Los talleres de APSA se enmarcan en programas individualizados. Cada alumno tiene su plan, llamado PAI, Programa de Atención Individual, diseñado junto a las familias y los propios participantes.
La formación va desde lo más básico, como aprender a hacer la cama o preparar el desayuno, hasta programas especializados de cocina, informática, arte, teatro o accesibilidad cognitiva.
Aprendices de la vida real
La llamada casa taller, una vivienda reproducida a tamaño real, es uno de los espacios más valorados. “Aquí se enseña haciendo. No sirve de nada hablar de higiene si no tienen un baño, o enseñar a cocinar con un vídeo. Tienen que hacerlo con sus manos, en un entorno real”, cuenta Ayla Pujante, otra de las profesionales.
La estructura de los talleres se adapta a los distintos niveles de autonomía. En las aulas destinadas a personas con autismo, por ejemplo, cada mesa está organizada con pictogramas y colores.
“La estructura da seguridad y permite flexibilidad”, explica García mientras muestra los paneles visuales que guían las actividades del día. “No se trata solo de aprender tareas, sino de conectar consigo mismos y participar de forma significativa”.
Creatividad sin fin
Esa filosofía impregna el conjunto de los programas de APSA: aprender haciendo, respetando el ritmo de cada uno. Algunos talleres se centran en actividades manipulativas o de producción para el comercio Inimaginable, la tienda online gestionada por los propios usuarios, donde se elaboran desde libretas artesanales hasta velas, jabones o regalos personalizados. En estos días, muchos trabajan ilusionados en la nueva campaña de San Valentín.
“Este año hemos diseñado unas cestas de jabón con mensaje, todo hecho aquí”, cuenta una de las participantes, mientras muestra con orgullo su mesa de trabajo.
El entorno es cálido, lleno de carteles, dibujos y señales adaptadas. Todo invita a participar. Y es que en APSA, la accesibilidad cognitiva, la igualdad de género y la lectura fácil no son conceptos decorativos sino que forman parte del día a día.

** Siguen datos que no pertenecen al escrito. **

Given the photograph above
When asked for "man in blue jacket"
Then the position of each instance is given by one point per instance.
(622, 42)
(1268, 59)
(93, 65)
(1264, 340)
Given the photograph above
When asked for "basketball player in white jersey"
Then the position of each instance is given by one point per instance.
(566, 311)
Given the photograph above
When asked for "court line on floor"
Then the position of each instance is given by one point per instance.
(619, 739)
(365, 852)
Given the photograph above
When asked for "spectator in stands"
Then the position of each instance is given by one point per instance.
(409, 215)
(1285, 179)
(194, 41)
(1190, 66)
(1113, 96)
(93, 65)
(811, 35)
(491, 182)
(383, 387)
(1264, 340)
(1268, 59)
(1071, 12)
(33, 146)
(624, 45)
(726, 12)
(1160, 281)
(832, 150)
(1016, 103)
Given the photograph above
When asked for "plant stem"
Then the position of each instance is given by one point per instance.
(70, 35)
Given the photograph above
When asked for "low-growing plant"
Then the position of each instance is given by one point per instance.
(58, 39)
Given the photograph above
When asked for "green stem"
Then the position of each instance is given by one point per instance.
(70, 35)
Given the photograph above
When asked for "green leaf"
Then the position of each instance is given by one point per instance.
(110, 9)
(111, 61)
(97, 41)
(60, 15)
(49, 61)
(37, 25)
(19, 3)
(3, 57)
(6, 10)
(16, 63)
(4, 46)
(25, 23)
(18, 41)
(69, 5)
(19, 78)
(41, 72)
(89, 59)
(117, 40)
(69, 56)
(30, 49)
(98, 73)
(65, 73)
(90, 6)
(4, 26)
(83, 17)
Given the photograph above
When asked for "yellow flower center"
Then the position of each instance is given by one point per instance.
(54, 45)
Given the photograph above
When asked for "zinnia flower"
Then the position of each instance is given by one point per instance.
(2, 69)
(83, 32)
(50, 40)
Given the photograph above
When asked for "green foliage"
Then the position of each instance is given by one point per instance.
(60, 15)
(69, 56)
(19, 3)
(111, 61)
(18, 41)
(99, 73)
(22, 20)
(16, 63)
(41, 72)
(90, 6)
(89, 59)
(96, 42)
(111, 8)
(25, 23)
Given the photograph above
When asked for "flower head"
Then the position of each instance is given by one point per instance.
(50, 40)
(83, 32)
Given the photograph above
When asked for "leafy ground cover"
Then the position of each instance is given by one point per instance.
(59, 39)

Cerca de la tienda Inimaginable, otros usuarios se concentran mientras montan cajas de cartón para almacenar nísperos, a la vez que otros preparan los paquetes regalo que una empresa de deporte ofrece a sus empleados que acaban de ser padres.
Un entorno en el que reinan las ganas de aprender y ganar en autonomía tanto para entrar en el mercado laboral como para vivir una vida plena en el día a día.